We checked in on the state of residential real estate yesterday, and Reason has also been documenting the commercial real estate hyperpocalypse for a long time.
In 2009, during heady days of hope and change, we tracked the CRE industry's heavy lobbying push in Washington (the capital), and we rode along as Jim the Realtor® patrolled the ghost malls of San Diego County.
In 2010, as a grateful nation was gearing up for the first Summer of Recovery, we noted that one reason for the yelping about federal CRE intervention was the D.C. Beltway's concentration of distressed CRE. The greater Washington area at the time had the nation's heaviest volume of properties in foreclosure, bankruptcy, restructured or modified status, and lender REO. Also at the time, the very popular interventionist Elizabeth Warren predicted half of all CRE would be underwater (i.e., the current sale value of the property is less than the outstanding balance of the loan) by the end of 2010.
The real estate market in Washington has since worked through more than half of that distressed volume and lost its dubious title as the nation's most troubled CRE market. And it looks like Warren's premonition was too conservative. Deloitte & Touche says 60 percent of CRE loans scheduled to come due between 2011 and 2015 due – about $1.7 trillion worth of debt – are underwater.
As the Washington example shows, that's a problem with a solution at hand: Just keep cutting your price until somebody buys your inventory. No quantitative easing necessary. No Bernankean drivel about the risk of deflationary shocks required. No need for additional stimulus or Harper's Cuforhedake Brane Fude or eye of newt. In fact, despite realities that continue to exceed the nightmarish predictions of government apparatchiks, the current news is that there's a "mini-pop" in CRE.

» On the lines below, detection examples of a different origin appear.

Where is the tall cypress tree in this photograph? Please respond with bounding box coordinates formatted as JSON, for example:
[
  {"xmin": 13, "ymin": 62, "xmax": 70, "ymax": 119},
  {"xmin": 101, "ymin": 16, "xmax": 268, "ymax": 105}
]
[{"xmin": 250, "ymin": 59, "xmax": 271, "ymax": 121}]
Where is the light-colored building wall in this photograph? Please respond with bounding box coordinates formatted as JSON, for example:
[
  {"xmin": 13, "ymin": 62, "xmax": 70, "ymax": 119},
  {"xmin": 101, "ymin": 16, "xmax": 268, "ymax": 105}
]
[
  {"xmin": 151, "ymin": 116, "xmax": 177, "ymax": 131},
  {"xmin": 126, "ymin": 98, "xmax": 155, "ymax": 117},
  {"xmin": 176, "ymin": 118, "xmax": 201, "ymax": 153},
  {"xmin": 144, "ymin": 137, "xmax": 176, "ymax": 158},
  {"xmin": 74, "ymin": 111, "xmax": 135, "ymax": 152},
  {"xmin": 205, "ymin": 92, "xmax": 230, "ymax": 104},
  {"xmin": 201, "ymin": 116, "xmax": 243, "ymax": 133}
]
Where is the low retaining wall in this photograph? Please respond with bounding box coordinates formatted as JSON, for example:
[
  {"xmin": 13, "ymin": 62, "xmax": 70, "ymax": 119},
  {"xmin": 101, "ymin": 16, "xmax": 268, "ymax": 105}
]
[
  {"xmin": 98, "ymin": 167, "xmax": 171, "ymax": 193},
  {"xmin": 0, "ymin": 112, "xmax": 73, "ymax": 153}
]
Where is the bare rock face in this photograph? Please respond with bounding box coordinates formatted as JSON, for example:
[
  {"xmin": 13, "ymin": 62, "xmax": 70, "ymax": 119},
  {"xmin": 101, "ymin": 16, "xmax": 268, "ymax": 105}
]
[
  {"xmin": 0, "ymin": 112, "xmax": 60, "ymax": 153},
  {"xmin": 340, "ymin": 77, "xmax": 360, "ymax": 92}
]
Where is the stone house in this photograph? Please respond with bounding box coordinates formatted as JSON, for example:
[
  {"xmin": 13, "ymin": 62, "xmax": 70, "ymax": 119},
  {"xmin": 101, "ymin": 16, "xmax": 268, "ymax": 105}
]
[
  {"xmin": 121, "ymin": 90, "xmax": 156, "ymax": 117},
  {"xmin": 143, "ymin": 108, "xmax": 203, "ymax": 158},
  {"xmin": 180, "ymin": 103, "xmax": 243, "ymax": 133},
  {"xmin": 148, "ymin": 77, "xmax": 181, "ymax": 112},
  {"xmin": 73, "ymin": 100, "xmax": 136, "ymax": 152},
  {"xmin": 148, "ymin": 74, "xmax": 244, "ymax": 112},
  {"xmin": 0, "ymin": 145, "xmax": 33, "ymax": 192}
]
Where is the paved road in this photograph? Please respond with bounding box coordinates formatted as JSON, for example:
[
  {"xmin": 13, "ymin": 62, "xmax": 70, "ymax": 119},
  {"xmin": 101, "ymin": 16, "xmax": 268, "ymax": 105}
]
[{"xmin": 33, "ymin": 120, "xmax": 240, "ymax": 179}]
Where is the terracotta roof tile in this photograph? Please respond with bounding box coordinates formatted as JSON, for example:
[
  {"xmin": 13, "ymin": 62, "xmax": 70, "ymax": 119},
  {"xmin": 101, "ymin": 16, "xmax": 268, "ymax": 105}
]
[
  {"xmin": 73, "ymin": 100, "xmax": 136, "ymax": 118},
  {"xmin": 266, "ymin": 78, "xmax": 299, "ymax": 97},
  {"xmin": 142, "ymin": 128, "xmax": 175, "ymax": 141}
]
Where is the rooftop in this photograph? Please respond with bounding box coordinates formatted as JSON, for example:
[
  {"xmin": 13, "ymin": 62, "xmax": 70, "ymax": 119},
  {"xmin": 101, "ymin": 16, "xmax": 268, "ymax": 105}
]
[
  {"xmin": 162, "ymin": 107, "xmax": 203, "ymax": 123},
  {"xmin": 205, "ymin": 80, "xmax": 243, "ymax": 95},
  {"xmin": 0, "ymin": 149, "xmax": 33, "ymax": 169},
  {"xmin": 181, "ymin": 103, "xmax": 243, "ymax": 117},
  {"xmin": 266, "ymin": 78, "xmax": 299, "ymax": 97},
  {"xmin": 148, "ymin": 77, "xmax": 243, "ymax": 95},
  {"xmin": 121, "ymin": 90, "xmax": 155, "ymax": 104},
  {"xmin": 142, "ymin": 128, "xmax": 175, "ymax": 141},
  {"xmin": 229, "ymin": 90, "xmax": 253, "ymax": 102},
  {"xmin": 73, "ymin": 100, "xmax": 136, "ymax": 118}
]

The imperative not to rescue commercial real estate is even clearer than it was in the case of residential real estate, because the state was an even more central player in inflating the original bubble. City, county and state governments spent heavily and worked hard to deliver tax-subsidized mixed-use ghost malls and New Urbanist dud-hubs all over the country. Now that these products have failed in the market, local governments could solve their problems by lifting zoning restrictions and allowing the real estate to be rented or sold, at attractive prices, for whatever purposes buyers have in mind.